In response to these concerns, Brooks said the Navy discussed these issues with its new contractor, the highly regarded environmental and geotechnical consulting and engineering firm AMEC. "And that resulted in an agreement to do some more sampling — to look at areas that needed more information to help clarify the remedy," he said. In addition to doing this new sampling, AMEC will cut back the shoreline to provide seismic stability, haul away a "burn area" where the Navy once torched its trash and bulldozed the ashes into the bay, install a new network of groundwater-monitoring wells, and treat the soup of volatile organic compounds — including vinyl chloride, trichloroethylene, dichloroethene, and benzene — which has long polluted the groundwater there. And though a final plan on what to do with Site 1 was once scheduled for October 2008, the Navy has pushed this back to do further study to adequately address city and community concerns.

Brooks said excavation in the burn area is supposed to be finished next October. "That's kind of the first area that we're targeting," he said. "And the entire remedy is supposed to be in place by April 2011." He noted that the planned sampling and trenching to find the edges of the waste cells are steps that the Alameda Reuse and Redevelopment Authority and the Restoration Advisory Board have wanted to see. "It's a variety of trenching to find soil samples, visual observation of what's beneath the surface, borings to collect samples for chemical analyses, and also geotechnical analyses that help us evaluate what chemicals may be in the soil, what the strength of the soil is, that sort of thing," he said.

But nothing is easy at Alameda Point. City staffers and members of the advisory board continue to contest the Navy's current plan for the former landfill. "I think that they're making progress," offered Humphreys, who sees many of the newer plans as a genuine, albeit long-awaited, improvement. "But they still seem to be avoiding digging where stuff might be." Humphreys believes that the most recent trenching study — which found debris and radiologically impacted soil but little actual intact waste — erred by digging too close to the edges of some of the cells. In his estimation, it's possible that the trenching missed the waste within those pits, and he wants to see further trenching done within the individual cells rather than to find the boundaries of the waste area, as the Navy has planned.

And his concerns extend beyond the waste cells to a Navy investigation he characterizes as only surface deep. "They seem to do everything two feet," he said, noting that the newest plans for sampling along the beach at Site 1 will involve taking one- and two-foot samples.

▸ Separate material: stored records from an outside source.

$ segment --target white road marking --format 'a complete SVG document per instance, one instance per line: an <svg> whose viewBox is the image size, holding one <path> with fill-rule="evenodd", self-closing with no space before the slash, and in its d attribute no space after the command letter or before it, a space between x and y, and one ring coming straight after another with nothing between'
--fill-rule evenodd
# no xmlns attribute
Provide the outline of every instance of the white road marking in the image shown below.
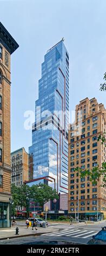
<svg viewBox="0 0 106 256"><path fill-rule="evenodd" d="M85 231L83 231L83 232L85 232ZM92 232L94 232L94 231L90 231L89 232L87 232L87 233L85 234L84 234L84 235L86 235L87 234L89 234L89 233L92 233ZM83 234L82 234L83 235ZM82 234L81 235L76 235L75 236L74 236L74 237L77 237L78 236L81 236L81 235L82 235ZM84 236L85 237L85 236ZM83 237L84 238L84 237Z"/></svg>
<svg viewBox="0 0 106 256"><path fill-rule="evenodd" d="M96 235L97 233L98 233L98 232L96 232L96 233L94 233L94 234L92 234L91 235L87 235L86 236L84 236L84 237L83 237L83 238L89 237L89 236L91 236L92 235Z"/></svg>
<svg viewBox="0 0 106 256"><path fill-rule="evenodd" d="M87 231L87 230L84 230L84 232L86 232ZM76 233L77 232L77 233L78 234L78 233L81 233L81 232L82 232L82 231L80 230L76 230L76 231L74 231L74 232L72 232L72 233L75 233L75 232L76 232ZM67 235L66 236L69 236L70 235L71 235L71 233L70 233L70 235ZM76 235L76 234L75 234L75 235Z"/></svg>

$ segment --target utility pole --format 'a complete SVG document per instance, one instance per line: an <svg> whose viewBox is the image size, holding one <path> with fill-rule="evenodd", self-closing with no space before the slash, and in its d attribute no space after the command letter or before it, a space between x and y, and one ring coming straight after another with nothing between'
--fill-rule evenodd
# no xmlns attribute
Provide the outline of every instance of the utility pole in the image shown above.
<svg viewBox="0 0 106 256"><path fill-rule="evenodd" d="M98 221L98 201L97 200L97 221Z"/></svg>
<svg viewBox="0 0 106 256"><path fill-rule="evenodd" d="M49 208L48 206L46 206L45 207L45 228L47 228L47 211L48 211L49 210Z"/></svg>

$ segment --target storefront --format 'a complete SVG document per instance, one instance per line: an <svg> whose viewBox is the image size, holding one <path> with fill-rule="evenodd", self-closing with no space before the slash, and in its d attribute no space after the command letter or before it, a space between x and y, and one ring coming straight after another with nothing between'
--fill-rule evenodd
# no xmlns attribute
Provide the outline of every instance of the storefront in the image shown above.
<svg viewBox="0 0 106 256"><path fill-rule="evenodd" d="M0 228L11 227L10 203L0 202Z"/></svg>

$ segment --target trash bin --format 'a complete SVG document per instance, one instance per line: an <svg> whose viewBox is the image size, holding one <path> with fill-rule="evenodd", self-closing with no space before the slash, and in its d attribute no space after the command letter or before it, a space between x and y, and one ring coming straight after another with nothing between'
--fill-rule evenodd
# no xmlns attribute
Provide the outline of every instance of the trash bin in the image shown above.
<svg viewBox="0 0 106 256"><path fill-rule="evenodd" d="M42 228L45 228L45 222L43 223Z"/></svg>

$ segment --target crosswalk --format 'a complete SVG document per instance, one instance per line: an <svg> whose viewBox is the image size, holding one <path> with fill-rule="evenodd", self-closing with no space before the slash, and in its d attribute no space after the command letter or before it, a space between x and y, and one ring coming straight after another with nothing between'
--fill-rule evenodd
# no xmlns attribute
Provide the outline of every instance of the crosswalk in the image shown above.
<svg viewBox="0 0 106 256"><path fill-rule="evenodd" d="M58 231L57 232L52 232L50 233L43 234L41 235L50 236L70 236L72 237L81 237L81 238L88 238L91 237L92 235L96 235L98 231L95 230L81 230L81 229L75 229L72 228L69 229L65 229L61 231Z"/></svg>

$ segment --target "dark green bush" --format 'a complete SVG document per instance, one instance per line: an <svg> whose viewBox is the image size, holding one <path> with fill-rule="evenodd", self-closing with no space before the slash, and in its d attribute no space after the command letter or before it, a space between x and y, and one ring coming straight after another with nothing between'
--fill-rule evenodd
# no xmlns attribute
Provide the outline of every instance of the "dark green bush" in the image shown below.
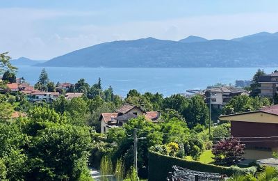
<svg viewBox="0 0 278 181"><path fill-rule="evenodd" d="M162 154L149 152L149 180L166 180L168 172L172 171L172 166L177 165L190 170L216 173L228 176L234 173L245 174L256 171L256 167L240 168L236 166L225 167L213 164L208 164L197 161L187 161L183 159L172 157Z"/></svg>

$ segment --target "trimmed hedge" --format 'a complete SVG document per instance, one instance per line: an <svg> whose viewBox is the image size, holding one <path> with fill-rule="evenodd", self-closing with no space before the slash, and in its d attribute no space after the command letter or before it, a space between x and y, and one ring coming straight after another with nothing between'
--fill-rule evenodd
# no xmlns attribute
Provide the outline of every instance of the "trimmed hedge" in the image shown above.
<svg viewBox="0 0 278 181"><path fill-rule="evenodd" d="M168 172L172 171L172 166L177 165L190 170L216 173L228 176L234 173L245 174L256 172L256 167L240 168L236 166L220 166L204 164L197 161L188 161L186 159L163 155L158 152L149 152L149 181L166 180Z"/></svg>

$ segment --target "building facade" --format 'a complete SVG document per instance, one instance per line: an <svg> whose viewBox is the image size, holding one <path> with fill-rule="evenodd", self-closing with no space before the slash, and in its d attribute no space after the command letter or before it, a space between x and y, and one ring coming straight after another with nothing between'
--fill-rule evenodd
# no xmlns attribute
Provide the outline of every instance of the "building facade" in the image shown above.
<svg viewBox="0 0 278 181"><path fill-rule="evenodd" d="M278 150L278 105L220 119L230 121L231 135L245 144L245 158L266 159Z"/></svg>
<svg viewBox="0 0 278 181"><path fill-rule="evenodd" d="M222 86L206 89L204 95L206 102L209 103L211 98L211 105L215 108L222 109L234 97L242 94L247 94L247 91L242 88L233 86Z"/></svg>
<svg viewBox="0 0 278 181"><path fill-rule="evenodd" d="M262 97L273 97L278 93L278 72L261 76L261 93Z"/></svg>

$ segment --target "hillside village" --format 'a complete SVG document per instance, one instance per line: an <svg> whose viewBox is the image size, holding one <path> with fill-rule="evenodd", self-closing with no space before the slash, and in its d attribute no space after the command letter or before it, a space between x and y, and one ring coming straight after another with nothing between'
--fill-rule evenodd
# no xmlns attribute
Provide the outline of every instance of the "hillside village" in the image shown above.
<svg viewBox="0 0 278 181"><path fill-rule="evenodd" d="M23 78L17 79L13 72L5 74L2 100L13 109L8 109L9 114L0 114L1 119L28 123L60 116L58 119L72 123L66 125L93 127L95 136L91 139L97 145L90 151L89 164L99 168L103 175L119 176L113 171L101 171L103 162L112 166L113 160L119 161L119 154L124 161L122 166L131 166L130 171L149 180L190 180L196 171L203 175L200 177L221 180L223 175L235 173L231 166L239 166L234 168L236 173L254 174L261 166L278 164L273 156L278 152L276 72L266 74L259 70L250 86L218 84L189 97L177 94L167 97L158 93L140 94L136 90L121 97L114 95L111 87L104 90L101 79L92 86L83 79L76 84L55 85L48 79L45 70L35 86ZM129 141L132 136L147 142L136 141L137 145L133 145L135 142ZM125 157L126 154L135 157L133 146L138 152L137 161ZM158 171L156 160L159 159L170 164ZM178 159L183 162L179 163ZM191 160L199 162L191 167L186 164ZM224 167L220 171L215 166ZM169 172L172 175L167 175Z"/></svg>

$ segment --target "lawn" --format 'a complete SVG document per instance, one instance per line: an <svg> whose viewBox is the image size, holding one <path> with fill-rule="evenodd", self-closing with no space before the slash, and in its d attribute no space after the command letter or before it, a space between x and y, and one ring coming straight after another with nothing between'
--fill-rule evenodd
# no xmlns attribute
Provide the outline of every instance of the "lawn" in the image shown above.
<svg viewBox="0 0 278 181"><path fill-rule="evenodd" d="M214 160L212 158L213 157L213 153L211 152L211 150L204 150L200 156L199 162L203 163L208 164L213 162Z"/></svg>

But Humphreys wants to see deeper digging. "They're not really sampling where the plume might be coming out," he said, using the waste-world term for groundwater contamination.

Brooks, on the other hand, is confident that the process will work — after all, it's dynamic, and adjustments can be made once the work begins. "There's always a judgment call when you get into the field," he explained.

Matarrese and the reuse and redevelopment authority still insist that the waste at Site 1 be fully characterized before any decisions are made on how to proceed. "The more vulnerable the area, the more exposed the contaminant has the potential to be, I think the more proof we need that we've truly addressed the situation," he said. "Do good quality assurance. Make sure that we have good assurance and good, relevant data. And we've got people like George, who's an engineer who really knows what he's talking about. He's not an average person off the street — he knows what he's talking about. And he's worried. I'm worried."

Less worried is Peter Russell, the city's environmental consultant for Alameda Point. Russell has a hunch — based partly on the trenching study that found so little waste, partly on anecdotal evidence he's in the process of investigating, and partly on the fact that the Navy built a runway on Site 1 after it ceased serving as the base dump — that the landfill contents may long ago have been moved to a spot to the south. That spot, which is the subject of a public meeting this week (and is likely to be the advisory board's next big headache) is the post-1956 landfill — also right next to the bay, and possibly even more contaminated than Site 1 — now known as Site 2.